A eritrulose é considerada uma molécula importante para a química que pode originar a vida. Em ambientes aquosos, esse açúcar pode se transformar em compostos como o RNA, fundamental para a transmissão genética, e também pode gerar a treose, um possível precursor do RNA nos estágios iniciais da Terra.
Os pesquisadores utilizaram os radiotelescópios Yebes 40 metros e IRAM 30 metros, instalados na Espanha, para captar ondas de rádio. Eles compararam os sinais registrados com a assinatura espectral da eritrulose, produzida em laboratório, identificando 17 linhas espectrais compatíveis com o açúcar.
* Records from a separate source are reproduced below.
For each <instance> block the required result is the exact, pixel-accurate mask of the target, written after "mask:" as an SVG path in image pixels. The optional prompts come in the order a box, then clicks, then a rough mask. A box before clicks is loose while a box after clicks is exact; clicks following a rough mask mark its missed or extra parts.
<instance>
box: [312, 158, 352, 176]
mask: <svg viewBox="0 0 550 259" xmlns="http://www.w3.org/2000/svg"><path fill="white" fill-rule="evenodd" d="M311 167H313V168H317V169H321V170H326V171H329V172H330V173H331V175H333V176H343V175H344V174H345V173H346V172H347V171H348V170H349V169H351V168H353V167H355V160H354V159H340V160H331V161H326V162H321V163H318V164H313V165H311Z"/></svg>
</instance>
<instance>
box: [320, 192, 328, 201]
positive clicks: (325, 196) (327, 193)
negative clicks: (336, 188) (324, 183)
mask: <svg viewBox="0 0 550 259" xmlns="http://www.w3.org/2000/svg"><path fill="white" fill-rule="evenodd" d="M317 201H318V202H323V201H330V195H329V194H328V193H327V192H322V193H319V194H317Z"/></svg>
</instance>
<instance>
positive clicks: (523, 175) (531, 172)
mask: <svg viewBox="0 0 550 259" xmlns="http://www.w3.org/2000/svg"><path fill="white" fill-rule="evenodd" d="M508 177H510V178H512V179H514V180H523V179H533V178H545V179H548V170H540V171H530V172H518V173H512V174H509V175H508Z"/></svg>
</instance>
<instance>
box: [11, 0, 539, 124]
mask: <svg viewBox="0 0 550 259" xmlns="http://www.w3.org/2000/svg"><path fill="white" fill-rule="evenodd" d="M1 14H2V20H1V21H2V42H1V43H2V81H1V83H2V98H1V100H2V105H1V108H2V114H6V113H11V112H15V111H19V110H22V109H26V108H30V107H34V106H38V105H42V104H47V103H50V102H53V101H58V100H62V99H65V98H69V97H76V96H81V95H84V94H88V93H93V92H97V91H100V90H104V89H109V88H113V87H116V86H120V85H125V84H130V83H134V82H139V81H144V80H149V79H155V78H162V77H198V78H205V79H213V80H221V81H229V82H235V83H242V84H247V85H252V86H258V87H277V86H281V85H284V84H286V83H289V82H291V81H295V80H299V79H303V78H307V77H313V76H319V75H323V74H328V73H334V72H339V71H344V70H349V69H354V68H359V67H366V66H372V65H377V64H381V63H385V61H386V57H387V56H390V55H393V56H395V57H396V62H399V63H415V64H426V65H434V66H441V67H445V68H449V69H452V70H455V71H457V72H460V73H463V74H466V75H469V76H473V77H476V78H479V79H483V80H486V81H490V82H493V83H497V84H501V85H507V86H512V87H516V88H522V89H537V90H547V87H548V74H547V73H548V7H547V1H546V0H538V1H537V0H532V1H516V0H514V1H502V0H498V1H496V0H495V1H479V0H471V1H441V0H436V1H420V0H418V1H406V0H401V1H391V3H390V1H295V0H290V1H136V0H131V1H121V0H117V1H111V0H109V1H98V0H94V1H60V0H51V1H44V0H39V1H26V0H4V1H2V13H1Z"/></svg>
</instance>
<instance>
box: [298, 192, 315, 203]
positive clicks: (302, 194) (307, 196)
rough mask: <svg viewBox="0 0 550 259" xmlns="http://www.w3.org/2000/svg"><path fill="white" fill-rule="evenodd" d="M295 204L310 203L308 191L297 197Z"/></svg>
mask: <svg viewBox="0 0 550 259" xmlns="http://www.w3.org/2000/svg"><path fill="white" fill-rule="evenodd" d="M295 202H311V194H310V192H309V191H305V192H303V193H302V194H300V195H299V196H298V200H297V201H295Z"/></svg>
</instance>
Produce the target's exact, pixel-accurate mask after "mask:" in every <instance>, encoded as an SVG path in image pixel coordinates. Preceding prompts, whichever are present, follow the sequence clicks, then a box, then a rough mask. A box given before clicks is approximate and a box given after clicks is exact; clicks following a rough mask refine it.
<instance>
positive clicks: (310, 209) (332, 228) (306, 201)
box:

O estudo também revelou um dado inesperado: a eritrulose se mostrou entre oito e 17 vezes mais abundante que açúcares menores, como o gliceraldeído. Esse achado indica processos químicos espaciais ainda não compreendidos.
A descoberta fortalece a hipótese da origem exógena das biomoléculas, sugerindo que o meio interestelar atua como uma “fábrica química” que distribui esses ingredientes por diferentes sistemas planetários, possivelmente durante o Grande Bombardeio Tardio.